This document outlines security procedures and policies for the dotfiles project.

The following versions of the dotfiles project are currently supported with security updates:

We take the security of our dotfiles seriously. If you discover a security vulnerability, please report it to us as soon as possible.

How to Report: Please open an issue on the GitHub repository and clearly mark it as a "Security Vulnerability". Provide as much detail as possible, including:

• A clear description of the vulnerability.
• Steps to reproduce the vulnerability.
• The potential impact of the vulnerability.
• Any suggested mitigations (if you have them).

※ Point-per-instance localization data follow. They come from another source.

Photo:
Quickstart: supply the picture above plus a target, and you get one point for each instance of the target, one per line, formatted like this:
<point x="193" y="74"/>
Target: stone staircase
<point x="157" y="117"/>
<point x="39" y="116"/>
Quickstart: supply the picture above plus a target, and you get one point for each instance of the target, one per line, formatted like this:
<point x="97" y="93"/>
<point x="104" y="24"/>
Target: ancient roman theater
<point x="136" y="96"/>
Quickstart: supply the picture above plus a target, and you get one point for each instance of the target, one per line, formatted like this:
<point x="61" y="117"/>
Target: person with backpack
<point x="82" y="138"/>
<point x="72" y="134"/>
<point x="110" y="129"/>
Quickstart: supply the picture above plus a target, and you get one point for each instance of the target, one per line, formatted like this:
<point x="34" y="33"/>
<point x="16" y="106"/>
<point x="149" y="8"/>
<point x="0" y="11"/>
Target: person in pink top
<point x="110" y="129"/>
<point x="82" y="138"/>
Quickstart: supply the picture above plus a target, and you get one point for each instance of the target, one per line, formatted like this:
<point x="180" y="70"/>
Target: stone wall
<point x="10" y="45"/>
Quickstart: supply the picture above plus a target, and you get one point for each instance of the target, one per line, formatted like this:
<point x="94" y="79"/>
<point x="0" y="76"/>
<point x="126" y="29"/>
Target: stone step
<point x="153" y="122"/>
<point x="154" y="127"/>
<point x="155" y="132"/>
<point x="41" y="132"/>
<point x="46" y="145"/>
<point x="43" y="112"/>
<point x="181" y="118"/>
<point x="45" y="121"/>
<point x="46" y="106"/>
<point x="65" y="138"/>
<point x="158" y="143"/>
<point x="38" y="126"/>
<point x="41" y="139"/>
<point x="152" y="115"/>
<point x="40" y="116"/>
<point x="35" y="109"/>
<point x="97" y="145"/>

We will acknowledge your report within 48 hours and provide a more detailed response within 7 days.

To ensure the security of your dotfiles installation, please follow these best practices:

• Keep your API keys secure: Never commit API keys or other sensitive credentials directly to your git repository. Use .env files (which are .gitignored) or environment variables.
• Regularly rotate API keys: Even if not exposed, rotating your API keys periodically is a good security habit.
• Review on-enter commands: Be cautious when adding on-enter commands to bookmarks in g.sh, as these commands are executed automatically. Only use trusted commands.
• Maintain file permissions: Ensure sensitive files (like GitHub tokens) have restrictive file permissions (e.g., chmod 600).
• Keep software updated: Regularly update your operating system, Homebrew packages, and any other software used by your dotfiles.

• API Keys: Store API keys in a .env file in your dotfiles root directory. This file is .gitignored to prevent accidental commits.
• GitHub Tokens: Store your GitHub Personal Access Token in ~/.github_token with chmod 600 permissions.
• Other Secrets: For other secrets, consider using a dedicated secret management solution like 1Password CLI, HashiCorp Vault, or macOS Keychain.

Your dotfiles are designed for personal productivity and local data management. We do not collect any personal data. All data (journal entries, todo lists, usage logs) is stored locally on your machine in ~/.config/dotfiles-data/.

AI Integration: When using AI dispatchers, your prompts and context may be sent to third-party AI providers (e.g., OpenRouter). Please review the privacy policies of these providers. We recommend against sending highly sensitive personal or proprietary information to AI models.

In the event of a security incident (e.g., exposed API key, system compromise due to a vulnerability in the dotfiles):

1. Isolate: Immediately stop using the compromised system or revoke the compromised credentials.
2. Assess: Determine the scope and impact of the incident.
3. Remediate: Fix the vulnerability, rotate affected credentials, and restore from a clean backup if necessary.
4. Communicate: If the vulnerability affects others, communicate transparently with the community.
5. Learn: Document the incident and implement measures to prevent recurrence.